I still try to remember him that way, sometimes. I think he would want me to.

* * *

It had been only a couple of months before that Cade and I had had a similar reunion. On that day—the last Saturday in August, just a few days before the dorms reopened—I had run down the hill in front of the lodgelike main building of the camp where I’d spent the entire summer, racing to meet Cade as his Saturn churned slow clouds of dust along the dirt road. He’d stopped and gotten out of the car, opening his arms to me, and I had thunked against his chest with a force that made him stagger back against the car. “Missed you, too, babe,” he murmured against my hair. We had meant to see each other every other weekend, but he’d gotten so busy working on Bylina’s campaign for Congress, and time had plodded along until it was two months since he had visited me. I understood. With my jeans and stubby, plain fingernails, my total disinterest in ever again living in a city and my sketchy family history, I had little to offer as a partner to someone who wanted to be a congressman one day. But I did possess patience and devotion, and the very reason I loved Cade was that he could find his passion and follow the prize of it like a polestar. I couldn’t very well fault him for being himself.

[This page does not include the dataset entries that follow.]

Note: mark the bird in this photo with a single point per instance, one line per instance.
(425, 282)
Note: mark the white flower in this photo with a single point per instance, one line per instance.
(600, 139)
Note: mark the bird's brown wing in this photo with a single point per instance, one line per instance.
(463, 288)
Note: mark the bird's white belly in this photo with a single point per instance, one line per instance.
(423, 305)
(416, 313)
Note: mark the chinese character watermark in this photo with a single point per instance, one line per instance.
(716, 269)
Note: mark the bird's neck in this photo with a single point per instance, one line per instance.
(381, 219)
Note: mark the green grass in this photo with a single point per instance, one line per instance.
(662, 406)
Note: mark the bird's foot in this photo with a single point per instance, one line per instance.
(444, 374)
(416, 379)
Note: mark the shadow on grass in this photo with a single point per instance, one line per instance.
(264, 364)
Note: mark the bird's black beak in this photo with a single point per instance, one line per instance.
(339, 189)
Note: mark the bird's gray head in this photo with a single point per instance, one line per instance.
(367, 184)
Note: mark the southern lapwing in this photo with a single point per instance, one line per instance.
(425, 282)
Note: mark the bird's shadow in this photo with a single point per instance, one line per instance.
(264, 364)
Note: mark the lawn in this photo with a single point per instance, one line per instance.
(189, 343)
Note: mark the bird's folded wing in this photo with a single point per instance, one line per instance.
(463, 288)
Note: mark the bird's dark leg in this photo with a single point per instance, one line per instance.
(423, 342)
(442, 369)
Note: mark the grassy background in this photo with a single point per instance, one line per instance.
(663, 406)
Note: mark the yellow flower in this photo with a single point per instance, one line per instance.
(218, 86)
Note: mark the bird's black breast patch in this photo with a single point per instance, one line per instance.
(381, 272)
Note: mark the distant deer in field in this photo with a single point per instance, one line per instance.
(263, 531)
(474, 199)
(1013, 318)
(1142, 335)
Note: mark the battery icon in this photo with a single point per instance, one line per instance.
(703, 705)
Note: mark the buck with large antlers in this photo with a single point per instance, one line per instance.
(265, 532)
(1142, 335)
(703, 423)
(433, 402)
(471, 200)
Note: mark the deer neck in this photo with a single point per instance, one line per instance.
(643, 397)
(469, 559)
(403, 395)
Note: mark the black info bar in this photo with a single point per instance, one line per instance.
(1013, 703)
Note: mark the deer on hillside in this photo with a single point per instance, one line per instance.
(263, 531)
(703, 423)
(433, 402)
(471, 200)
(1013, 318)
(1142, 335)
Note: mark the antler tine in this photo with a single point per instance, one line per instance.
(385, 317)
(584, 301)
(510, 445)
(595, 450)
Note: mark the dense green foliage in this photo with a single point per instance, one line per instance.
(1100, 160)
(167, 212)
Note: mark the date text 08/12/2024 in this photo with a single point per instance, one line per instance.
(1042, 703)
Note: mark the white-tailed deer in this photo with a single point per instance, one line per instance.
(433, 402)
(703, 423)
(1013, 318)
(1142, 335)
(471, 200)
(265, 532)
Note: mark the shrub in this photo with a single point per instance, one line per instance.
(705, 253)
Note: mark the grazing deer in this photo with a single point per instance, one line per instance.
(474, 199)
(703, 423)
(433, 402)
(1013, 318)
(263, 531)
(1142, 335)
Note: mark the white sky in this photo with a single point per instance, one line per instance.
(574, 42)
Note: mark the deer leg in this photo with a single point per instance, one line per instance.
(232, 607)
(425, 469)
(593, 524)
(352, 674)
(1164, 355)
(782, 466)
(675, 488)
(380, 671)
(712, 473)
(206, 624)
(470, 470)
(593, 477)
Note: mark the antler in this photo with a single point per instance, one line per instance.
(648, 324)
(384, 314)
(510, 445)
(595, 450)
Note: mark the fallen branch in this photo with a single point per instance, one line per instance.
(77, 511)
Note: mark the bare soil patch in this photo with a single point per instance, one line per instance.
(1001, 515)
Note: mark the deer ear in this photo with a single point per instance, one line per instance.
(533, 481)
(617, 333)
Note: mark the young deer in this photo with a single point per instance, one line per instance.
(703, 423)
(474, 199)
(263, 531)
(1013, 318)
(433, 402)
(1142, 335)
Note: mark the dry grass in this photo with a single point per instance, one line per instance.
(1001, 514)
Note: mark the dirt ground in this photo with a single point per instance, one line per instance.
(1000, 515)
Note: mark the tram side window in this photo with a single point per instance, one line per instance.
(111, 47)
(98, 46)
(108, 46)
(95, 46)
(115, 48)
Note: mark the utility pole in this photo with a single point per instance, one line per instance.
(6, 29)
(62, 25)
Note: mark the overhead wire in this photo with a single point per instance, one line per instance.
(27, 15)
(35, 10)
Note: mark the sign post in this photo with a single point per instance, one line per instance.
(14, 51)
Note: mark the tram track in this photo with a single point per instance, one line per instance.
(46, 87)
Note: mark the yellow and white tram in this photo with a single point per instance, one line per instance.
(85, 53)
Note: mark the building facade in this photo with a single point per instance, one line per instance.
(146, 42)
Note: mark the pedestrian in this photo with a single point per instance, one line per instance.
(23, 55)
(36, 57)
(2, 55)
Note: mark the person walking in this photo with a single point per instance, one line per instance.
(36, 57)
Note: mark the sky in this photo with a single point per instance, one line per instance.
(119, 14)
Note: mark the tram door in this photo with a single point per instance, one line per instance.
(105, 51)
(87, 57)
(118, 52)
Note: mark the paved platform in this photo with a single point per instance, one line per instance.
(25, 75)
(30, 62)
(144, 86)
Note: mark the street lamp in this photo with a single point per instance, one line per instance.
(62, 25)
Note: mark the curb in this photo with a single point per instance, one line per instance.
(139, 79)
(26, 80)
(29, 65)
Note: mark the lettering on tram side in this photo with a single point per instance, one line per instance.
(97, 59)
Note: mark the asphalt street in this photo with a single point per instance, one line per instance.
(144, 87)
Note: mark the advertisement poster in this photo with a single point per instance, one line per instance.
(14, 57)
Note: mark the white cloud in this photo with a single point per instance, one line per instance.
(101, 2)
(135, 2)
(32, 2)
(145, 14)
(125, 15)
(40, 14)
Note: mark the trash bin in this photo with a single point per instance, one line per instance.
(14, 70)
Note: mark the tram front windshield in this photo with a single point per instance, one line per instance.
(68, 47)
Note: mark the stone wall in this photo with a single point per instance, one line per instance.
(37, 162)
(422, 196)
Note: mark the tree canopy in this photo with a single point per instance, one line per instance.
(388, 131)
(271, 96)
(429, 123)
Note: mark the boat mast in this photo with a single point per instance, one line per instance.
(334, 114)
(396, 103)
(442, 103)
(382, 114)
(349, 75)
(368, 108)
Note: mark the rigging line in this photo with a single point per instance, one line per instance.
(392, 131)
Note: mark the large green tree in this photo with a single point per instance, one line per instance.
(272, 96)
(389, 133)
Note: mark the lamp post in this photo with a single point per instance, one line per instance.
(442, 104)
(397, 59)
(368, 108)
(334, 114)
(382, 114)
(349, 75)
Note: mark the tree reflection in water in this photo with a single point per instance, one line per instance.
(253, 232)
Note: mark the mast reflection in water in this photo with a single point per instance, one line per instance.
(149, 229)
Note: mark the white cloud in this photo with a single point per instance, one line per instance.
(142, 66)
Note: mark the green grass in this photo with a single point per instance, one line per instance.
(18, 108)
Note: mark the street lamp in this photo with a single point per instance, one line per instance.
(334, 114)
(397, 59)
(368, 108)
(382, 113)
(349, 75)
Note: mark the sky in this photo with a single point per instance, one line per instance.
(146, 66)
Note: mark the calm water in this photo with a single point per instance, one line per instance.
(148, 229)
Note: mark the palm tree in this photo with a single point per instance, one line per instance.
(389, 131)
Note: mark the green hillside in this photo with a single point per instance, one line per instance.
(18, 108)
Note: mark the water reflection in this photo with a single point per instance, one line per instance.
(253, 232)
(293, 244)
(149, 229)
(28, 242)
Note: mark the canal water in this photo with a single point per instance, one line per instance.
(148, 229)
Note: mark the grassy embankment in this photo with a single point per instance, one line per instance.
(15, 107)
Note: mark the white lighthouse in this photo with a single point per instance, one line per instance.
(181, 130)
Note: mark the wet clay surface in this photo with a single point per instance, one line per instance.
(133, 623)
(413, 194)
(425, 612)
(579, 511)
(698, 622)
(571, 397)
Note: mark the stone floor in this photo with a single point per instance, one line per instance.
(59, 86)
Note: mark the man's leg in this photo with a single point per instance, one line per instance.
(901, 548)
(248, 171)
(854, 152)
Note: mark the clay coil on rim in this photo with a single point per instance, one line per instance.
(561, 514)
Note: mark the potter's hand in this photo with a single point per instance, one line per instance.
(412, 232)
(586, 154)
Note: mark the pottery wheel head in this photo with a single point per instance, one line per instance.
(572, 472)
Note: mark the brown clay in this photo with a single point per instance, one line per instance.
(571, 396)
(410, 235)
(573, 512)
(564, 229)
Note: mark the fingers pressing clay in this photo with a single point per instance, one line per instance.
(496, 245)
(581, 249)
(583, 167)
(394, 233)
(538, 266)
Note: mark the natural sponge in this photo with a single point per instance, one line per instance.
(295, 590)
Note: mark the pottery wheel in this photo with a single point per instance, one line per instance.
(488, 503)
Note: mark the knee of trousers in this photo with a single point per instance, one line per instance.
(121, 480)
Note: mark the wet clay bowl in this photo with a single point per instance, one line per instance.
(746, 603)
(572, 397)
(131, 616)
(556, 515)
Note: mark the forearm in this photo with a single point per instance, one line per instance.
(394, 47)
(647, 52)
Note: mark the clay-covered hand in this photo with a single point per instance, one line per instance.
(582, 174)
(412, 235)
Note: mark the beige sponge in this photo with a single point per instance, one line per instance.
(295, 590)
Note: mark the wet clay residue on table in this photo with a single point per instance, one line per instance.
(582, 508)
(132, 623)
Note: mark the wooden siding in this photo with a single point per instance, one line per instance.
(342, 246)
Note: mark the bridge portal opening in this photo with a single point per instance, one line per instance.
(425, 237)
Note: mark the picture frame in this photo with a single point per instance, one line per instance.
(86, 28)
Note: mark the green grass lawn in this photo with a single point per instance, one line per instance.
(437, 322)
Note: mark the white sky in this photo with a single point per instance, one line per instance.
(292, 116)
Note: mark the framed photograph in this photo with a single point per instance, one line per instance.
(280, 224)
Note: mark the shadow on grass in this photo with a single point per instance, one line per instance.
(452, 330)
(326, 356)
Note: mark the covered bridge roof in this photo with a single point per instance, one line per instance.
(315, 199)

All summer I had lived at Southridge, the camp I’d attended every year since I was thirteen—although now I was a counselor and teacher, no longer a little camper kicking around in the woods. My mother had first signed me up for the annual retreat for Alateen, the support group for teenagers with alcoholic family members. She was the alcoholic in question, although she had twelve-stepped when I was young enough not to remember it. Still, she thought it would be good for me to spend a couple of weeks in the woods with other kids whose families spoke the peculiar language of recovery, making friends, trying out rustic crafts and learning how not to turn out like any of my close relatives.